My time at home, thank you very much, is not for doing art projects or shopping or visiting friends or, heaven forbid, cleaning my house. (However, I must admit to a mid-morning latte break with Steve every day–the one indulgence I allow myself.)
Three weeks into my new normal and I’ve got my schedule well-planned. It’s an organizational marvel, written out in a variety of colors on my monthly and weekly white boards. I’ve been able to squeeze in two full days devoted to nothing but writing (and that mid-morning latte break).
A few years back, when I needed a quiet place to spend hours writing and reading for my master’s degree, I started converting our guest room into a multi-purpose office for me. Funny thing was that when I’d go upstairs to work, I actually felt as though I’d entered a different world, miles away from my home.
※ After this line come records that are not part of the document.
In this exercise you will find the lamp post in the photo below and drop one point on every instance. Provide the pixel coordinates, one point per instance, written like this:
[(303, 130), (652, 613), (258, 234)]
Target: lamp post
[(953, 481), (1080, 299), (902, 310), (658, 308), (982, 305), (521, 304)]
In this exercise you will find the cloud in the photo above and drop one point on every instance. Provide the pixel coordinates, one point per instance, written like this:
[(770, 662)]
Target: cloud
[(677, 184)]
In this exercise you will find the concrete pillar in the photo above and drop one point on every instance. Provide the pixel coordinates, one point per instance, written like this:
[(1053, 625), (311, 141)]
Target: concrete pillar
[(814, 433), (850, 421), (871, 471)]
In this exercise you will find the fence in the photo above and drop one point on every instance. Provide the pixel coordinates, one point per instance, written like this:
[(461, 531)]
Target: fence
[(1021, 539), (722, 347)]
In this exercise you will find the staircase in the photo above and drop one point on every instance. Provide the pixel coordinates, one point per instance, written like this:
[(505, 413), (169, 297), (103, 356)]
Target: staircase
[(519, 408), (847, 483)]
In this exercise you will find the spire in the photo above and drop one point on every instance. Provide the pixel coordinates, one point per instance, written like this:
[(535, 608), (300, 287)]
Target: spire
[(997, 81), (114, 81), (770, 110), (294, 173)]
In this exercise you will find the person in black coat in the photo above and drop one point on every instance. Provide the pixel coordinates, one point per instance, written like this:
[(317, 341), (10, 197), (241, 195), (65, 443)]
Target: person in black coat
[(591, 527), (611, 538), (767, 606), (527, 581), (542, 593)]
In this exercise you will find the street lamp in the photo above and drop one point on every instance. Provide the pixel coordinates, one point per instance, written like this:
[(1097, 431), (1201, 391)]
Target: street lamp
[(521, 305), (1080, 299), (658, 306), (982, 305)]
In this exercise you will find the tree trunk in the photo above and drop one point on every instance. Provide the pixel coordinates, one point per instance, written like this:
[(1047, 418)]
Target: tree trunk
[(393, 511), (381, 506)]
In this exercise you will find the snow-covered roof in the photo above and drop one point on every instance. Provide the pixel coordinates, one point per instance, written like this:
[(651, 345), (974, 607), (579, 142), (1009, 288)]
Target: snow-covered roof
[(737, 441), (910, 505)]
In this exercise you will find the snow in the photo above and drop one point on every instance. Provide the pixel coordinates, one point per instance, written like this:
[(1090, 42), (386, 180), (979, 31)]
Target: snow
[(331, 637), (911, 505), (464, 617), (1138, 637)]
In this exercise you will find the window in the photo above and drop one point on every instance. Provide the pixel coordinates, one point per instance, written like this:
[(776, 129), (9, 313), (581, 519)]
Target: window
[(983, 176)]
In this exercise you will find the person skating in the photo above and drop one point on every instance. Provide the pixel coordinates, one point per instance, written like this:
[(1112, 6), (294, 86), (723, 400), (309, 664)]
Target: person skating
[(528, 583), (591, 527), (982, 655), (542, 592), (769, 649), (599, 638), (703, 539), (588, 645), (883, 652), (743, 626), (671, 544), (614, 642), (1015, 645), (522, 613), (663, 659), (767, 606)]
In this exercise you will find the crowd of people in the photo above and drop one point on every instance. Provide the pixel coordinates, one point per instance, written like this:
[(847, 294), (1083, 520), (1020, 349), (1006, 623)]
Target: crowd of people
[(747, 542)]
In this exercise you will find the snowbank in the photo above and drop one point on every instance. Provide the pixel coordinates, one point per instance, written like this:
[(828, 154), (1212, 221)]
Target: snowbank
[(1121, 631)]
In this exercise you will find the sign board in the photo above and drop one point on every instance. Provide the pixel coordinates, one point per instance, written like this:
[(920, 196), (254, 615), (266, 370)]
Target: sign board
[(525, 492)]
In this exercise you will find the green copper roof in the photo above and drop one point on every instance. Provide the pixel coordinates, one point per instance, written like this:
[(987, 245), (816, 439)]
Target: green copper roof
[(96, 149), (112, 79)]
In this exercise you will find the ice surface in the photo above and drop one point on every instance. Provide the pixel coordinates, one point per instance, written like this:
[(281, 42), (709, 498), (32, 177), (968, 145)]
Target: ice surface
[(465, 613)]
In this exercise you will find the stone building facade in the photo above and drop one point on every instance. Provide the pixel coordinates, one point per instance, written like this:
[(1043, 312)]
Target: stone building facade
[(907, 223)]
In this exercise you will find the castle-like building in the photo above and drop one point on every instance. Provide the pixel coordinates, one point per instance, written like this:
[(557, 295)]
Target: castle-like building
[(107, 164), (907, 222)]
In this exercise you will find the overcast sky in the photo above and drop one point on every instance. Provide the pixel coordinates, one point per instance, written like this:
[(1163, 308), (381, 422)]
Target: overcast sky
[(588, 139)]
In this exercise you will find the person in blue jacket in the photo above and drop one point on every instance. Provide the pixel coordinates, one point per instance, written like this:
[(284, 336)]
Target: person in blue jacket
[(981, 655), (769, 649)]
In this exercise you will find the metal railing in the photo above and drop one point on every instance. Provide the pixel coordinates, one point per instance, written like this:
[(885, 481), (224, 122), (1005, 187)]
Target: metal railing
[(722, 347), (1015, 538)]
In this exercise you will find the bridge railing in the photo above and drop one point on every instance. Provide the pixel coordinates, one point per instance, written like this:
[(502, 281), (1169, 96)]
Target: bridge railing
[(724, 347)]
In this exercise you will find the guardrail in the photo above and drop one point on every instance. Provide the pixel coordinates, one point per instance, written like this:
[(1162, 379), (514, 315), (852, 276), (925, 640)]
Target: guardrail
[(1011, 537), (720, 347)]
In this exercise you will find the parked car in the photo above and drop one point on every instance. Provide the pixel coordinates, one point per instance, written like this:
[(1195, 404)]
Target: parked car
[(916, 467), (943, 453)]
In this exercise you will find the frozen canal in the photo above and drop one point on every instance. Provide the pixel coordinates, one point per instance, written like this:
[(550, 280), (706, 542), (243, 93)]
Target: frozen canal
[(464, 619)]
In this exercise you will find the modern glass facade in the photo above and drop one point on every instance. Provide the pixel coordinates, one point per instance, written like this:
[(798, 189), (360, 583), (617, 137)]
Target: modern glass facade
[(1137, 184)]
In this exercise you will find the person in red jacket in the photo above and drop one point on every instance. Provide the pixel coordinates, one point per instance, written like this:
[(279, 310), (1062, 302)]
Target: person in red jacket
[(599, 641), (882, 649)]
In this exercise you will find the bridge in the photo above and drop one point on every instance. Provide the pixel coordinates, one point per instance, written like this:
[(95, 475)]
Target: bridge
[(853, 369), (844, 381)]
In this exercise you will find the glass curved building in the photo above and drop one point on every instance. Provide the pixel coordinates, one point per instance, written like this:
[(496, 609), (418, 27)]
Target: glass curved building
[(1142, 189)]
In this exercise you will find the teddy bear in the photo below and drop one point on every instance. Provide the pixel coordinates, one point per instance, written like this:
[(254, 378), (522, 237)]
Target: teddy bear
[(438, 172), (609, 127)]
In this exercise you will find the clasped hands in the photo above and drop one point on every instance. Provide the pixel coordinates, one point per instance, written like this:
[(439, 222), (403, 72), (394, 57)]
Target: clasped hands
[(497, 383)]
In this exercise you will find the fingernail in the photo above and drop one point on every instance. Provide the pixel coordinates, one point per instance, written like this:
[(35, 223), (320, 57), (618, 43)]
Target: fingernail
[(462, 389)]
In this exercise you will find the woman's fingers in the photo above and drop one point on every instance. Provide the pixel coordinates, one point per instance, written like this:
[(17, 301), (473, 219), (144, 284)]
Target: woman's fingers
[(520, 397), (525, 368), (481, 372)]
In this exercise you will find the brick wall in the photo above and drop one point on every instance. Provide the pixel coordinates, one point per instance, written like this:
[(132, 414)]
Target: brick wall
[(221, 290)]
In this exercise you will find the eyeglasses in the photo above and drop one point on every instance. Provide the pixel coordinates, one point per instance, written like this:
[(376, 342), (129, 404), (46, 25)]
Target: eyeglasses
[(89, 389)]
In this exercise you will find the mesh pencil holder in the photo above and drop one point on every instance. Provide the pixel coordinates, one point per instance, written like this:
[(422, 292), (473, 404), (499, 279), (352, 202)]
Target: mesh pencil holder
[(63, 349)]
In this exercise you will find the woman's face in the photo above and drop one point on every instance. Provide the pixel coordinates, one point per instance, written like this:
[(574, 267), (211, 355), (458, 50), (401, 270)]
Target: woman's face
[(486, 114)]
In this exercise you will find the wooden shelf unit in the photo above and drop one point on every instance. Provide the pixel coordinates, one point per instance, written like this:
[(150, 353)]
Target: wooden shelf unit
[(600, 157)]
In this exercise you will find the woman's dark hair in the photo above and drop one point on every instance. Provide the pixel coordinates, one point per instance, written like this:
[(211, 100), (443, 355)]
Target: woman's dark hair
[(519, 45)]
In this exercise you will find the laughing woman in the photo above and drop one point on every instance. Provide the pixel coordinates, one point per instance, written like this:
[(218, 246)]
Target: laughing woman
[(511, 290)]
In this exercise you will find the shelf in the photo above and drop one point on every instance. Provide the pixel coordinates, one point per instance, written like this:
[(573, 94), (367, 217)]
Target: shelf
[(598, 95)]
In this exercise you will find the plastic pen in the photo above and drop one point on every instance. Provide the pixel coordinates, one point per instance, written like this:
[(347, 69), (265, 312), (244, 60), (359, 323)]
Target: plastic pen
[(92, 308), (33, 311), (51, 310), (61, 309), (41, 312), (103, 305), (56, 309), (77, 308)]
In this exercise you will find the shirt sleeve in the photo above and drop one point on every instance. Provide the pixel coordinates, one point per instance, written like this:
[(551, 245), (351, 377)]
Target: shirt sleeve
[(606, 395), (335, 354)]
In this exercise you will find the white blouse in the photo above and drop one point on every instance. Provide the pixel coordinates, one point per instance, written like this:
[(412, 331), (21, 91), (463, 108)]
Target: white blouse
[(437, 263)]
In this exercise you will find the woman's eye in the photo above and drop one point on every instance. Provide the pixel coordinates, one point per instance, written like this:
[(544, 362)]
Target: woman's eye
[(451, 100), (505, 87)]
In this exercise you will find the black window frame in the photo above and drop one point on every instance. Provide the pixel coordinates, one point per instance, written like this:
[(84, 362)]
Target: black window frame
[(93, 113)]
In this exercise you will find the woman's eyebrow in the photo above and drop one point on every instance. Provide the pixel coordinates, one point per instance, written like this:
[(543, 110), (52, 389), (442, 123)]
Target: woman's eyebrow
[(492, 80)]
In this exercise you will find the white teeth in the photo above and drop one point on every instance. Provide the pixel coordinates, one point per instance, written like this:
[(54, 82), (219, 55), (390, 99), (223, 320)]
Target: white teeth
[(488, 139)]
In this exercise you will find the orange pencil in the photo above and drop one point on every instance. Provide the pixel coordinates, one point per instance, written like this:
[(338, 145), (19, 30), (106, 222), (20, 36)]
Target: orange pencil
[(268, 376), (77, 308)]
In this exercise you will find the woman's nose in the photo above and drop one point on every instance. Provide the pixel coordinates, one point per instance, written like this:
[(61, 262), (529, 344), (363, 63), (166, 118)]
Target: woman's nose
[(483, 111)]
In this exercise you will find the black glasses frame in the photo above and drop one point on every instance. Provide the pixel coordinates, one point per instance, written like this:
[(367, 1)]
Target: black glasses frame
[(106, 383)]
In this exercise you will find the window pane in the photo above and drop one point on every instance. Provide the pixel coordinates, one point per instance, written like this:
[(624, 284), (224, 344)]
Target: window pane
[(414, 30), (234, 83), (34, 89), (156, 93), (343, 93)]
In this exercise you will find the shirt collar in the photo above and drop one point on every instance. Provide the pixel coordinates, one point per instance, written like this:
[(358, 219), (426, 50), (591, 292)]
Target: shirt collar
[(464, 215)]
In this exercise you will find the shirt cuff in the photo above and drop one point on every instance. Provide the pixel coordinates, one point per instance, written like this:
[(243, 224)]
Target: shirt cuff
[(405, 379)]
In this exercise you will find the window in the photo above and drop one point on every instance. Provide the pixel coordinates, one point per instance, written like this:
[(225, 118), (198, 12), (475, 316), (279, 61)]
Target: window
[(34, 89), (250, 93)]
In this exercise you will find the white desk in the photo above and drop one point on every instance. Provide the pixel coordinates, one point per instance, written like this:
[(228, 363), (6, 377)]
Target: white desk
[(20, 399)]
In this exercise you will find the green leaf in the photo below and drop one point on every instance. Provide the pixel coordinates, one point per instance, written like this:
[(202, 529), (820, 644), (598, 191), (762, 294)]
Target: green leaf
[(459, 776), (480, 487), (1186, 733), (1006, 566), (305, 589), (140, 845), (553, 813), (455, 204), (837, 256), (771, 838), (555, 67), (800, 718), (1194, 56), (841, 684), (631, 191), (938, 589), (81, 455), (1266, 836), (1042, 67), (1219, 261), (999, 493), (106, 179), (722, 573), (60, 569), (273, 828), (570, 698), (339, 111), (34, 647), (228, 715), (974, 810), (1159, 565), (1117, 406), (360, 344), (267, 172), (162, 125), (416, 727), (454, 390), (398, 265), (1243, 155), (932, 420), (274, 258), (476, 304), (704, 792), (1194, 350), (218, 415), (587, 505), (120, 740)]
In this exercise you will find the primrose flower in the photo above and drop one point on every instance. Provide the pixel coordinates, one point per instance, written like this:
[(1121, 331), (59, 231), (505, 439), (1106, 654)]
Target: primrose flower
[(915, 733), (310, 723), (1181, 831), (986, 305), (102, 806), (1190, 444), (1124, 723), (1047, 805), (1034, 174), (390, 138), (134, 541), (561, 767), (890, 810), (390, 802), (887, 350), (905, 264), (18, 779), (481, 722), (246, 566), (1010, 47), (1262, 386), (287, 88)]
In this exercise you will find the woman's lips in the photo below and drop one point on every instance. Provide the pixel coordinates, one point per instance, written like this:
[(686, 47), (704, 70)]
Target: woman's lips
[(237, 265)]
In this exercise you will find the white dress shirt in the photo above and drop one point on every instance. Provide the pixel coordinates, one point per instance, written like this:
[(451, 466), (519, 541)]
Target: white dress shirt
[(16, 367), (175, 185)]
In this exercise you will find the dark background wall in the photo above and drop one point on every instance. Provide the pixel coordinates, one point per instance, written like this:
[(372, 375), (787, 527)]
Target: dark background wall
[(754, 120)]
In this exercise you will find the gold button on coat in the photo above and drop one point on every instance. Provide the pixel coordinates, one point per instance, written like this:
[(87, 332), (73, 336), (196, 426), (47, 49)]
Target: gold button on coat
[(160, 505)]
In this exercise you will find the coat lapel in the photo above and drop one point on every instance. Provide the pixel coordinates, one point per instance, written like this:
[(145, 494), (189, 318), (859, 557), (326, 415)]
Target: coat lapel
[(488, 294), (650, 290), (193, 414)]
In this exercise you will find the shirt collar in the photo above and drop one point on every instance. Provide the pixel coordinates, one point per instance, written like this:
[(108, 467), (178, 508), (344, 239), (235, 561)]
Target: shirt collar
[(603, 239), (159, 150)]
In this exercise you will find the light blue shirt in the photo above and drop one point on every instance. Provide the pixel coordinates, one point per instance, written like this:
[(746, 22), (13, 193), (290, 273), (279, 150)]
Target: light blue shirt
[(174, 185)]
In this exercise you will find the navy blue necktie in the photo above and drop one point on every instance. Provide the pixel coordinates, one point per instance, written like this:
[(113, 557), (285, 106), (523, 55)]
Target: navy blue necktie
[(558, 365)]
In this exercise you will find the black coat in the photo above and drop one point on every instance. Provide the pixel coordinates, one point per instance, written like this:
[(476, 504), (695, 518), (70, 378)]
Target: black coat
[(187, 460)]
Everything I need is poised within reach and ready for me, if I’d ever sit at my desk and open my computer for real writing. No one can say it better than Flannery O’Connor:
Every morning between 9:00 and 12:00, I go to my room for a piece of paper. Many times I just sit there with no ideas coming to me. But I know one thing. If an idea comes between 9:00 and 12:00, I am ready for it.
So what’s the problem? Why can I still not catch up? I mean, it’s been three weeks. So what if I was sick one week. Come on!
The reason is: I’m overloaded. I just have way too much to do. Even two days is not enough.
I have a feeling you might be able to relate to that.
When I tick off my to-do list, it grows to yeti-size and I start hyper-ventilating.
Yes, I know. Take it one small chunk at a time. The problem is, I don’t know where to start. Which chunk do I break off first?
I have article deadlines. Agents to query. This blog to write. Retreat talks to prepare. A novel to revise. (Are you ever finished revising? I don’t think so.)
Then there’s new writing to do. A new novel I’ve barely started. I pile pressure on myself about that one. I can’t let my writers group down. I joined the group for accountability, and instead I get guilt. The guilt comes straight from me.
My biggest overload comes from teaching a college class for my first time ever. What was I thinking? I’ve always admired teachers, but now, with my vast two month’s experience, I don’t see how they do it. The time I spend preparing for class and grading papers is time away from actual writing.
On top of everything, life interrupts. It just does. There’s nothing any of us can do to stop it. Just last week, I had my monthly Grand Jury duty, a colonoscopy (yuck!), a filling, and 20 three-page papers to grade.
But here’s the thing. There will always be something (someone) tugging on us and yelling to us, trying to pull us away from what we want to do. The scream of urgent tasks deafens the murmur of important ones.
Writing is my important task. It’s the reason I left my full-time job. It’s the dream God gave me.
And so I try. I sit at my computer, answer emails and like things on Facebook. Then I get hungry and I walk downstairs. As I re-enter my messy home, the distant memory of cleaning it tries to get my attention. Dust bunnies call to me.
But, hey, it’s October. I love everything about October. The colors. The cooler temperatures. The falling leaves.